Trump dengan jelas menyatakan ia akan kembali menerapkan tarif impor kepada China jika kedua negara tidak dapat mengatasi perbedaan keduanya.
Komentar tersebut mengecilkan antusiasme pasar dan aksi jual besar-besaran terlihat di pasar saham dan aset lainnya dengan indeks saham Wall Street merosot lebih dari tiga persen pada perdagangan Selasa kemarin.

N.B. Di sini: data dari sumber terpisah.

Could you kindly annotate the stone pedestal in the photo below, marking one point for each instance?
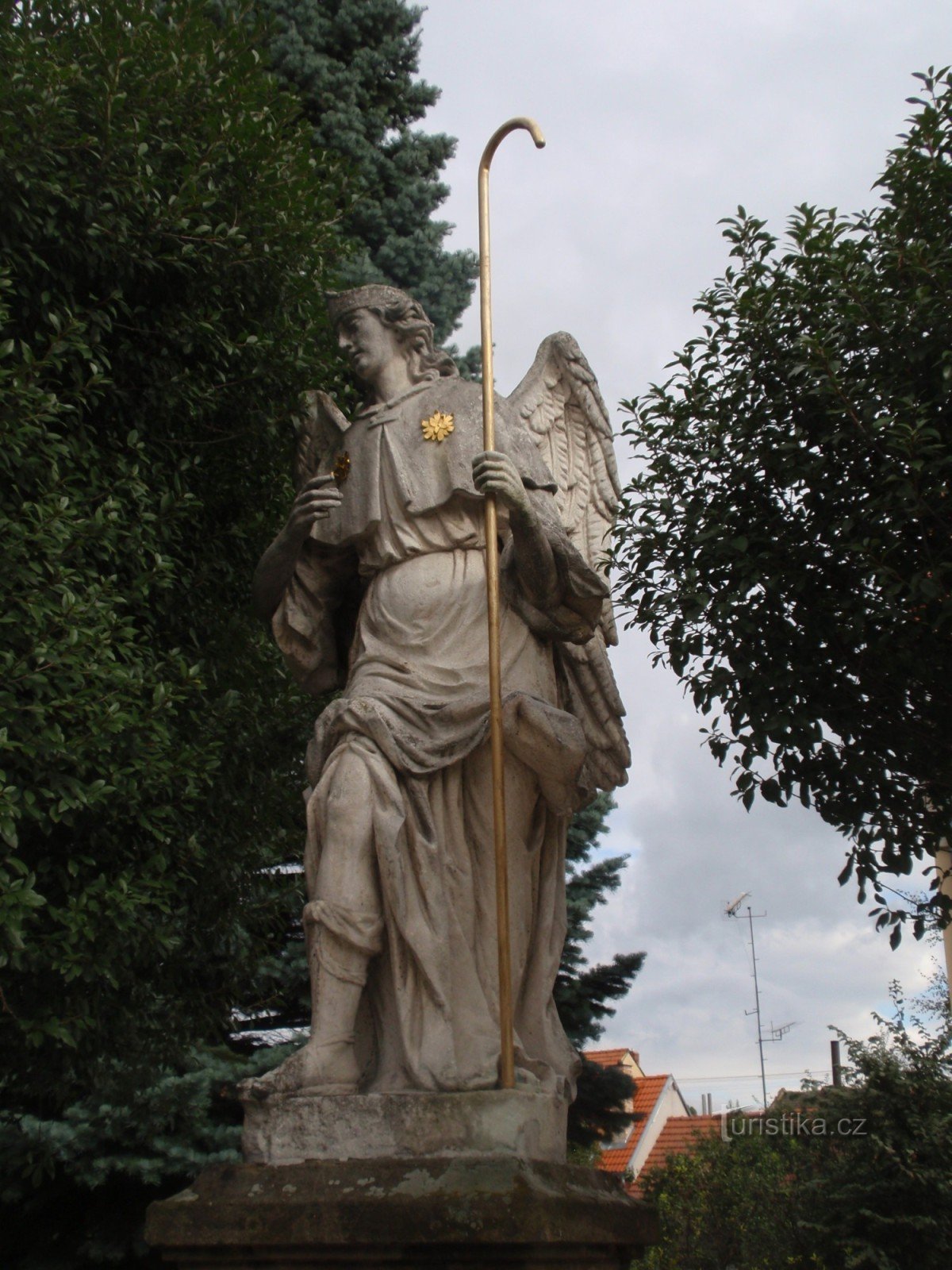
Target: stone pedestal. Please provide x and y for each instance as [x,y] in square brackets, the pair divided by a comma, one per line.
[290,1130]
[438,1213]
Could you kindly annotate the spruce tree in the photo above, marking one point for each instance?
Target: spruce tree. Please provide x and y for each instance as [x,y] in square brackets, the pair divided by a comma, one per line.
[583,992]
[165,243]
[353,67]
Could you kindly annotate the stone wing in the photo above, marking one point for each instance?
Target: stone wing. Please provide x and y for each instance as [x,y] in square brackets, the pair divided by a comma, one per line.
[319,429]
[560,404]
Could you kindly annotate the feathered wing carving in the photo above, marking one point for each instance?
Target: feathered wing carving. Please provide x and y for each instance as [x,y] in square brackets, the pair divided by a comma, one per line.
[560,404]
[319,429]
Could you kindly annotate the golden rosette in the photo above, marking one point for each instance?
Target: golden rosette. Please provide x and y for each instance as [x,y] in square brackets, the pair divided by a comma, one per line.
[437,427]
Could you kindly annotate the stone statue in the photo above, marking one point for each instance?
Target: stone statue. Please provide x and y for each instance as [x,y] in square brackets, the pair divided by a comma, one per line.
[376,587]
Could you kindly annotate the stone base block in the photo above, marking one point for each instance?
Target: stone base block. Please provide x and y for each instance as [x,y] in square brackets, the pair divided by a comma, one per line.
[290,1130]
[403,1216]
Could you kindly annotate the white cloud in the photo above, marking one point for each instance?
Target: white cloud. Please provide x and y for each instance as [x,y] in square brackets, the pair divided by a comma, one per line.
[660,120]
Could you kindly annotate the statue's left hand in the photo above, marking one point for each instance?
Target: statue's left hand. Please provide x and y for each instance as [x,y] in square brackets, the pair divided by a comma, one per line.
[494,473]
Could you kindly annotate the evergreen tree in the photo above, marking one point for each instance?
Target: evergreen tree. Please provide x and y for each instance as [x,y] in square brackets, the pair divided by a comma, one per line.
[353,65]
[583,992]
[787,539]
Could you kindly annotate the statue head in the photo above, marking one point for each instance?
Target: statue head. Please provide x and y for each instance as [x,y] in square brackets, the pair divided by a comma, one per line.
[404,317]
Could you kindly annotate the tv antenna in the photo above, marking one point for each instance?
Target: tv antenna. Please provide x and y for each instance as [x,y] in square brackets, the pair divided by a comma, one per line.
[733,910]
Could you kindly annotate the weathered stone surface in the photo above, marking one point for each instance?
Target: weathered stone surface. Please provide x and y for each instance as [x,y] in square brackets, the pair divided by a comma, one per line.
[448,1213]
[290,1130]
[400,925]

Pasar minyak dunia juga ikut terseret bersama aset lainnya akibat sentimen perdagangan dan pertumbuhan ekonomi.
Empat sumber
Reuters menyatakan OPEC dan sekutunya tengah berupaya mencapai kesepakatan pemangkasan produksi setidaknya 1,3 juta barel per hari (bph). Salah satu hambatan utama berasal dari keengganan Rusia untuk melakukan pemangkasan produksi secara signifikan.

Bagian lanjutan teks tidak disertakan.